Der Umzug der Landesarchivs hat begonnen. Seit vergangener Woche werden an den bisherigen Standorten in Düsseldorf und in Brühl die Kisten gepackt und diese per Lkw zum neuen Standort an der Schifferstraße im Duisburger Innenhafen verfrachtet.
Die Voraussetzungen
Ein Umzug ist stets die beste Gelegenheit, um auszumisten und sich von überflüssigem Krempel zu trennen. Zudem geht unterwegs so manches Teil verloren oder kaputt. Wenn aber ein Archiv sein Domizil wechselt, gelten andere Spielregeln: Hier soll und darf kein einziges Exemplar der Millionen Blätter, Akten und Urkunden verloren gehen. „Es ist einer der größten Umzüge in der Geschichte des deutschen Archivwesens. Die Vorbereitungen darauf laufen seit 2008. Auf uns wartet eine logistische Herausforderung von riesigen Ausmaßen“, erklärt Dr. Frank Bischoff, Leiter des Landesarchivs.
Die Vorbereitungen
Düsseldorf, Ortsteil Golzheim. Hier an der Mauerstraße ist einer von insgesamt sechs Standorten, in denen bisher der Landesarchivbestand der Abteilung Rheinland untergebracht war – drei davon in Düsseldorf, drei in Brühl. Dieses fast unendliche Meer aus Material soll nun zentral am neuen Standort in Duisburg eingelagert werden. Um bei dieser Masse nicht die Orientierung zu verlieren, bedurfte es vorm Umzug einer exakten Planung.

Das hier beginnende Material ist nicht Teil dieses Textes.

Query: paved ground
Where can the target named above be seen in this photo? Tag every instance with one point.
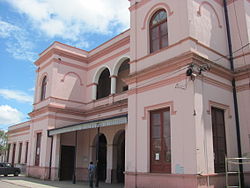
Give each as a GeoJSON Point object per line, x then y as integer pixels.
{"type": "Point", "coordinates": [27, 182]}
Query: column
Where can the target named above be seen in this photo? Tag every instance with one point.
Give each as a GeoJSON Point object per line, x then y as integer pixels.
{"type": "Point", "coordinates": [94, 90]}
{"type": "Point", "coordinates": [109, 163]}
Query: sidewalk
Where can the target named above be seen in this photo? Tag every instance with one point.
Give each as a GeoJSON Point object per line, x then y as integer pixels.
{"type": "Point", "coordinates": [27, 182]}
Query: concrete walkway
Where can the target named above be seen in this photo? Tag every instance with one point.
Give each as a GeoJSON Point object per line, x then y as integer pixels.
{"type": "Point", "coordinates": [27, 182]}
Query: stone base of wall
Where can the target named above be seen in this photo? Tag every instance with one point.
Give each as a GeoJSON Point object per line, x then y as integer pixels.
{"type": "Point", "coordinates": [149, 180]}
{"type": "Point", "coordinates": [43, 173]}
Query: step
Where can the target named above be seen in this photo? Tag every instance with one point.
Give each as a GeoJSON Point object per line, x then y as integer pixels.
{"type": "Point", "coordinates": [232, 172]}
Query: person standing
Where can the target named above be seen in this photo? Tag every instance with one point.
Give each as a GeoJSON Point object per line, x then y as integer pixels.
{"type": "Point", "coordinates": [91, 170]}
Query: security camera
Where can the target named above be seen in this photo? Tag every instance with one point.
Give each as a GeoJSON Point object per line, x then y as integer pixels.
{"type": "Point", "coordinates": [190, 72]}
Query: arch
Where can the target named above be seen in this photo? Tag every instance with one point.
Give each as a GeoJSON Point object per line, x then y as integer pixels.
{"type": "Point", "coordinates": [211, 6]}
{"type": "Point", "coordinates": [99, 72]}
{"type": "Point", "coordinates": [153, 10]}
{"type": "Point", "coordinates": [73, 73]}
{"type": "Point", "coordinates": [118, 64]}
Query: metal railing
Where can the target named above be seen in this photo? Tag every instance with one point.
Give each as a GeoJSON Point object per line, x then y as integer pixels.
{"type": "Point", "coordinates": [234, 162]}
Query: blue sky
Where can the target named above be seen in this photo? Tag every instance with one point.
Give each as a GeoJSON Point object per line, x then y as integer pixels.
{"type": "Point", "coordinates": [27, 27]}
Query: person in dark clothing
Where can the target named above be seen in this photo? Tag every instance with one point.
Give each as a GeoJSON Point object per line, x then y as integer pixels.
{"type": "Point", "coordinates": [91, 170]}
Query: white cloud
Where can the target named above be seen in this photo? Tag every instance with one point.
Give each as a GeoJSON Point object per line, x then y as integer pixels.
{"type": "Point", "coordinates": [19, 96]}
{"type": "Point", "coordinates": [9, 115]}
{"type": "Point", "coordinates": [17, 41]}
{"type": "Point", "coordinates": [70, 19]}
{"type": "Point", "coordinates": [6, 29]}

So wurde auf ellenlangen Listen festgelegt, welcher Archivbestand künftig an welcher Stelle in Duisburg seinen Platz einnehmen wird. Auf einem Aufkleber, der deutlich sichtbar an jeder der Holzkisten prangt, ist mit einer Ziffernfolge das Gebäude, die Etage, das Magazin und sogar das genaue Regal festgelegt, wo das Material einsortiert werden soll.
Der Transport
Jede vollgepackte Holzkiste wird vor dem Abtransport noch mit Klarsichtfolie umwickelt, so dass nichts herausrutschen kann oder verschmutzt wird. Auf Rollbrettern schieben die 20 Mitarbeiter der ausgewählten Spedition die wertvolle Fracht zur Rampe des Gebäudes, vor der ein Lkw mit offener Ladeklappe parkt. Neben den Holzkisten kommen auch so genannte Klimakisten zum Einsatz. „Die sind für Luftbilder und unsere 70.000 Urkunden“, erklärt Günter Drögeler, Abteilungsleiter Zentrale Dienste im Landesarchiv. Auf die besonders alten und sehr wertvollen Archivalien – so genannte Zimelien – wird natürlich besonders geachtet.
Die Schätze
Die originale Heiratsurkunde von Heinrich VIII. mit Anna von Kleve aus dem 16. Jahrhundert? Gehört zum Landesarchivbestand! Die beurkundete Steuerbefreiung der Abtei Kornelimünster bei Aachen aus dem 9. Jahrhundert? Ebenfalls! Gedruckte, einmalige Schätze wie diese sind es, die von den 80 Archivaren im Alltag nur mit Baumwollhandschuhen angefasst werden dürfen. Ein Umzug stellt gerade für diese Uralt-Dokumente immer eine extreme Beanspruchung dar.
Der Abschied
Eine Veränderung ist für manche Menschen grundsätzlich mit negativen Gefühlen verbunden. „Und als wir von den Umzugsplänen hörten, war die Skepsis in der Belegschaft zunächst sehr groß“, gibt Günter Drögeler zu.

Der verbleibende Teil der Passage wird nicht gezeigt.